Na minha busca, a opção pela trajetória metodológica justificou-se na própria razão de ser das ciências humanas, que procuram todo o tempo entender o que se passa com a nossa espécie, conosco e com os nossos semelhantes (DARTIGUES, 1996).

A fenomenologia mostrou-se-me, assim, a epistemologia mais adequada para compreender meu fenômeno, pois ela consegue lidar com um mundo cuja configuração é extremamente complexa, por vezes caótica, em permanente movimento e transformação. Na perspectiva fenomenológica, pesquisar é ir ao encontro do que se quer compreender e criar condições para que ele se revele.

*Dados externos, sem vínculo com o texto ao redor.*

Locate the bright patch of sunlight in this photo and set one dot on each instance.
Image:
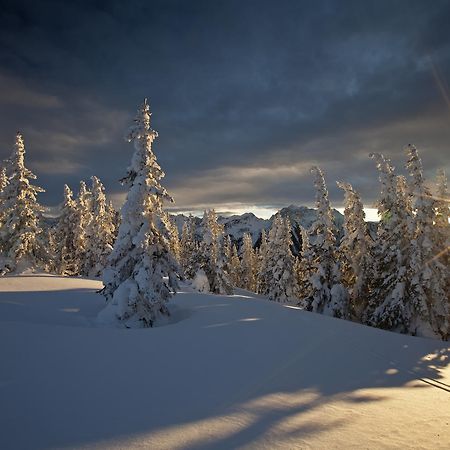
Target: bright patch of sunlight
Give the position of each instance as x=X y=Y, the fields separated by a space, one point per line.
x=70 y=310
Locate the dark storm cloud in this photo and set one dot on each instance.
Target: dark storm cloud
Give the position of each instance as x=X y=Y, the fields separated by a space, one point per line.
x=246 y=95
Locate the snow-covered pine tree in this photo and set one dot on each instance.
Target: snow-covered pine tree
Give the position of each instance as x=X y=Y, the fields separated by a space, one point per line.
x=22 y=240
x=227 y=248
x=212 y=259
x=64 y=244
x=355 y=252
x=303 y=269
x=442 y=204
x=328 y=295
x=100 y=229
x=388 y=303
x=234 y=267
x=172 y=235
x=278 y=265
x=3 y=179
x=83 y=206
x=189 y=249
x=428 y=297
x=142 y=273
x=248 y=264
x=263 y=276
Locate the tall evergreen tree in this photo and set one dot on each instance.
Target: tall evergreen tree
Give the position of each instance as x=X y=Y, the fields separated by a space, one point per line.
x=189 y=249
x=263 y=276
x=234 y=267
x=355 y=252
x=248 y=264
x=64 y=243
x=328 y=295
x=430 y=308
x=442 y=204
x=3 y=179
x=278 y=265
x=83 y=219
x=142 y=273
x=172 y=235
x=388 y=303
x=22 y=239
x=100 y=228
x=212 y=258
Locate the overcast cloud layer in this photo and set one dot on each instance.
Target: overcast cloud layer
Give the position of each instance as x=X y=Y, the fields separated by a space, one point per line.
x=245 y=95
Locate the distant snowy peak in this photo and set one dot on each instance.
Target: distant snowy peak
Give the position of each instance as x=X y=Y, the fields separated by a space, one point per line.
x=237 y=225
x=305 y=217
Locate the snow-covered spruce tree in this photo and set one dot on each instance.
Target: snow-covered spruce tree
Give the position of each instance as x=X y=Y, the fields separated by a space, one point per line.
x=429 y=299
x=442 y=204
x=248 y=264
x=234 y=267
x=100 y=229
x=278 y=264
x=83 y=207
x=141 y=274
x=303 y=269
x=189 y=249
x=227 y=248
x=22 y=240
x=3 y=179
x=355 y=252
x=212 y=259
x=263 y=276
x=388 y=303
x=63 y=238
x=172 y=235
x=328 y=294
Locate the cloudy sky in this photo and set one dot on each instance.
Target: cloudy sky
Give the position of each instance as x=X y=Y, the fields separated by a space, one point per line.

Os instrumentos empregados nesse processo são menos importantes do que o olhar do investigador, isto é, do modo como ele se chega ao fenômeno para que o mesmo se ilumine.

Para a fenomenologia, a meia-idade, nosso objeto de estudo, jamais se mostrará como está sendo hoje se não passarmos pelo como ela está sendo hoje para as pessoas que a vivem, pois o “ser das coisas” somente se apresenta no mundo e na vivência dos seres humanos. Dessa forma, a meia-idade certamente se mostrará de modo diverso para cada um dos que nela estão, pois é o ser humano em sua facticidade, debatendo-se com suas circunstâncias pessoais, quem percebe o fenômeno.

Na visão fenomenológica, a essência do ser não se encontra “na coisa”, mas na rede de significados que vai se constituindo à medida que os homens se articulam uns com os outros, partilhando os significados que cada qual atribuiu a ela (CRITELLI, 2006). Então, se as coisas não são em si mesmas, elas podem se apresentar de um modo novo para cada novo olhar, para cada novo tempo. Se a época atual diverge das que anteriormente conhecíamos, se o que presencio em meus alunos e o que vivo em minha própria existência não se assemelha aos tempos de minha mãe e de minhas avós, então “como é viver a meia-idade hoje?”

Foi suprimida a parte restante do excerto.